So, what’s the plan for living with COVID-19?
It would be nice to have a plan, wouldn’t it? Something that falls between “REOPEN EVERYTHING NOW!!!!!” and “SHUT IT ALL DOWN UNTIL IT’S SAFE!!!!” for those of us sane people who understand that life in the coming months will almost certainly have to fall somewhere in the middle.
To date, neither side of this coronavirus … debate? … argument? … has done a decent job of explaining just how their short-term opinions on what should be done will apply to long-term actual life with a virus. A virus that has the potential to kill over 1 million Americans if we don’t adhere to certain guidelines, and promises to bankrupt tens of millions if we continue on with lockdowns.
Those two extremes are, quite simply, unsustainable.
And, yes, in an ideal America, there would be a competent president and a competent federal government that would step in here and develop plans and protocols to guide us through this mess. For that matter, in that ideal America, those people would have taken the advice of medical experts early on and saved us from our current rates of death and unemployment.
But alas, we have a carnival barker with the complete inability to care about or comprehend things that don’t directly affect him, and he long ago tossed in the towel on this problem that couldn’t be solved in tweet form.
So, solving this pandemic is going to be up to someone else, it appears. And I’d like it a lot if everyone, just for a little while, could acknowledge that we’re not going to be able to survive with either extreme.
We can’t just “reopen” things and pretend that all is cool. We will literally have more dead people than we can bury, and it’ll likely do more damage to our economy than the other extreme option.
That option, of course, is keeping everything closed down until it’s safe. Which sounds good until you start trying to nail down when that will be. Some say we need a vaccine before the country can relax. Some say massive levels of testing and tracing will be required.
Dr. Rick Bright, who was the country’s top immunologist until he told the truth about coronavirus and was forced out, told Congress last Thursday that a vaccine likely wouldn’t be available for at least 18 months.

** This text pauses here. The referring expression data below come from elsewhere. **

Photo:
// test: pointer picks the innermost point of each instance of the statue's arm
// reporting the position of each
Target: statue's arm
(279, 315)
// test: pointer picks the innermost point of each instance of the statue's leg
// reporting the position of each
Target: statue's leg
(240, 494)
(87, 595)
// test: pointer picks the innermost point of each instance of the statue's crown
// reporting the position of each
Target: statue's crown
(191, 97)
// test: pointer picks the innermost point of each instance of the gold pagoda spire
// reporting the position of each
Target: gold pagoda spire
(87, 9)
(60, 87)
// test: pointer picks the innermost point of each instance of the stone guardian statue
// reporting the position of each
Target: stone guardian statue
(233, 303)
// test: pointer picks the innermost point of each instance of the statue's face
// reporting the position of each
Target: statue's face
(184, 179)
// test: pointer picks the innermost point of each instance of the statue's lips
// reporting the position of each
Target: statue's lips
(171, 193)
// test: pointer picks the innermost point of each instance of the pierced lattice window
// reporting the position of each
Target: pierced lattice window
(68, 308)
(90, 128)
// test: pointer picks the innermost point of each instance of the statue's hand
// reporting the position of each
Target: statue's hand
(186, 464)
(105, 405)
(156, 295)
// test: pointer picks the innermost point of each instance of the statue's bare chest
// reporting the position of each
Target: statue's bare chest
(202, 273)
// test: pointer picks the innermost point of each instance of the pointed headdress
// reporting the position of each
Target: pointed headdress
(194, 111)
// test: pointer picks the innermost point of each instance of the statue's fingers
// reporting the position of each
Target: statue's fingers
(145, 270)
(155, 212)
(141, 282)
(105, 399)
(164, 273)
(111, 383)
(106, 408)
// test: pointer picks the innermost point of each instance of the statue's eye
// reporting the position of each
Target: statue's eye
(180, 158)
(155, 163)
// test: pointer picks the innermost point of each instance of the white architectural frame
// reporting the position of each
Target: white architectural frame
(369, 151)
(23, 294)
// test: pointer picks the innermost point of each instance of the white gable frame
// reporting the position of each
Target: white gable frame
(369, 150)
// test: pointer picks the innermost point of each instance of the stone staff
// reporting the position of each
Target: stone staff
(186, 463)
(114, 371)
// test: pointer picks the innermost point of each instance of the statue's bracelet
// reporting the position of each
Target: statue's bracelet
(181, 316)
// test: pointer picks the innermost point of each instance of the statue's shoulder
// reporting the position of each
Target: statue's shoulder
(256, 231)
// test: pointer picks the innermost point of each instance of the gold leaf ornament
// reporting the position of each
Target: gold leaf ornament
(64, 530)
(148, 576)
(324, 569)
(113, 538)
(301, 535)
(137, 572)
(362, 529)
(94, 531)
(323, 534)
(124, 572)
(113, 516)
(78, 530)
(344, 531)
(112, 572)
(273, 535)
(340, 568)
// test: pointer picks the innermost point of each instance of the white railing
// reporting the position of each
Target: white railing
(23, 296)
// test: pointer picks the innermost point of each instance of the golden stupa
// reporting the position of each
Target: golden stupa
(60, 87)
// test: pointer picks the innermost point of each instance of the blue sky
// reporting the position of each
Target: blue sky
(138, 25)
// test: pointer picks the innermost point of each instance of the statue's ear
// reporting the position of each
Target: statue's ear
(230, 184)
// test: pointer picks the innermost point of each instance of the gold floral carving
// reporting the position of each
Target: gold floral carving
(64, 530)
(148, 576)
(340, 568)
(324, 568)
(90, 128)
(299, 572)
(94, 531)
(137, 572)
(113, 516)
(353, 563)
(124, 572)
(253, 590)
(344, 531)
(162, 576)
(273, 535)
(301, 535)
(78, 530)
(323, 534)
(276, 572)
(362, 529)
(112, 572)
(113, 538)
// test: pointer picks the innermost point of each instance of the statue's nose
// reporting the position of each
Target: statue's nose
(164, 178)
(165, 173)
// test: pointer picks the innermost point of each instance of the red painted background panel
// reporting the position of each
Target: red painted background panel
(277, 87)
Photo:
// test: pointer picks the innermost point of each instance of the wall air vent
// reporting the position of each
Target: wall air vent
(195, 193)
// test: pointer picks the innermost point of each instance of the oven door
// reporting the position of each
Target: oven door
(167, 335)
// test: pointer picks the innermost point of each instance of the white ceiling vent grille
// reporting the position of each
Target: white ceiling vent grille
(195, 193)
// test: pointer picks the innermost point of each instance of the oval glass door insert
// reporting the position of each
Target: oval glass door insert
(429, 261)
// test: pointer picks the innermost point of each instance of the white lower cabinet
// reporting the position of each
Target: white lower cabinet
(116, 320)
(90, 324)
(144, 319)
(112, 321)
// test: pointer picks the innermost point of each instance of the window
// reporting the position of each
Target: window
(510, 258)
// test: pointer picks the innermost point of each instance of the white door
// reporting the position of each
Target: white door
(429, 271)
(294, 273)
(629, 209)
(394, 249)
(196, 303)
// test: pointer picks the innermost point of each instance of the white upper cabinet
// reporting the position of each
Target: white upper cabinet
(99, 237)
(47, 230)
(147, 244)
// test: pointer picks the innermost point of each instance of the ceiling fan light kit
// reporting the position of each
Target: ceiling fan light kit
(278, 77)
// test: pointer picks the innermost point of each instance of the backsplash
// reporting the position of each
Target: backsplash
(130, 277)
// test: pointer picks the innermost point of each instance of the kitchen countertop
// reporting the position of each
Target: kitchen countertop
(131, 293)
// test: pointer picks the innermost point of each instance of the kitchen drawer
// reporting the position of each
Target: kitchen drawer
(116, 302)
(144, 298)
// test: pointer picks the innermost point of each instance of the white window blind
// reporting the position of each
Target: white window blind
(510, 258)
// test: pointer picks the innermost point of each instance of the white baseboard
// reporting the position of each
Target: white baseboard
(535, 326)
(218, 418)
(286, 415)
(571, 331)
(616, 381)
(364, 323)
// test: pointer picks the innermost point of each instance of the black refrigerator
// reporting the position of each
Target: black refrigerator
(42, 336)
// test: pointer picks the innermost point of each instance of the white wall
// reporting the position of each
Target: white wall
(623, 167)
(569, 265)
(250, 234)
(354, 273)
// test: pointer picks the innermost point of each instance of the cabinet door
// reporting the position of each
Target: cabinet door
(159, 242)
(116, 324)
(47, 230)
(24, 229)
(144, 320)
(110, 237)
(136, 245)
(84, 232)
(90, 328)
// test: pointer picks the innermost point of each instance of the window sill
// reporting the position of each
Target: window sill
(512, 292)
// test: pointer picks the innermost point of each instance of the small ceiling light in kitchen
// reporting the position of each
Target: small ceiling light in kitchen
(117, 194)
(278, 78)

He called the 12 to 18-month timeline that has been cited by the White House extremely optimistic.
Additionally, Bright said that testing and tracing capacities throughout the country are severely lacking, and that America in no way has the capability at this point to do enough testing and contact tracing to adequately control the virus.
So, here we are.
Assuming we don’t want millions of deaths or to just stay tucked inside until Jeff Bezos literally owns us all, what do we do?
No, really, I’m asking.
Because as hard as it is to believe, there is no plan for living with COVID-19. No plan for allowing Americans to go back to work and for us all to get back to somewhat normal lives that include altered behaviors and different guidelines.
There’s just reopened or not reopened.
It’s almost as if the Trump administration, for a long period of time, put all of its eggs in the testing-and-tracing basket. We could get back to semi-normalcy if we had enough testing and tracing to keep things in check.
But now that it’s obvious that we’ll never, ever have that capability, they apparently went with Plan B, which is to call everyone quarantining a liberal snowflake, pretend that being forced to wear a mask is an act of tyranny and walk around state capitols with firearms.
In the meantime, the lack of universal guidelines that can be leaned on by governors has left states trying a mishmash of ideas and practices, with the expected mixed results. And it’s led to lots of confusion and genuine fear. And anger — lots of anger.
It would be nice if someone — or a group of someones — would get together with America’s top scientists and industry leaders and develop a comprehensive guideline to operating a functioning country that isn’t besieged by death and illness.
What are the best practices? Which activities are probably safe? Which aren’t? What safety protocols need to be in place for each industry? Should new laws requiring face masks or social distancing be adopted by cities? Should we develop new social programs that ensure our most vulnerable citizens can survive, both physically and economically, while they wait out the worst of this virus in isolation?
Putting together such a plan, and reminding everyone of the overwhelming likelihood of surviving this virus, would go a long way towards easing fears and restoring the American economy. Not to mention, it would give Americans guidelines and practices that might actually reduce the spread of this virus.
Or we could all just keep screaming at each other while our parents and grandparents die.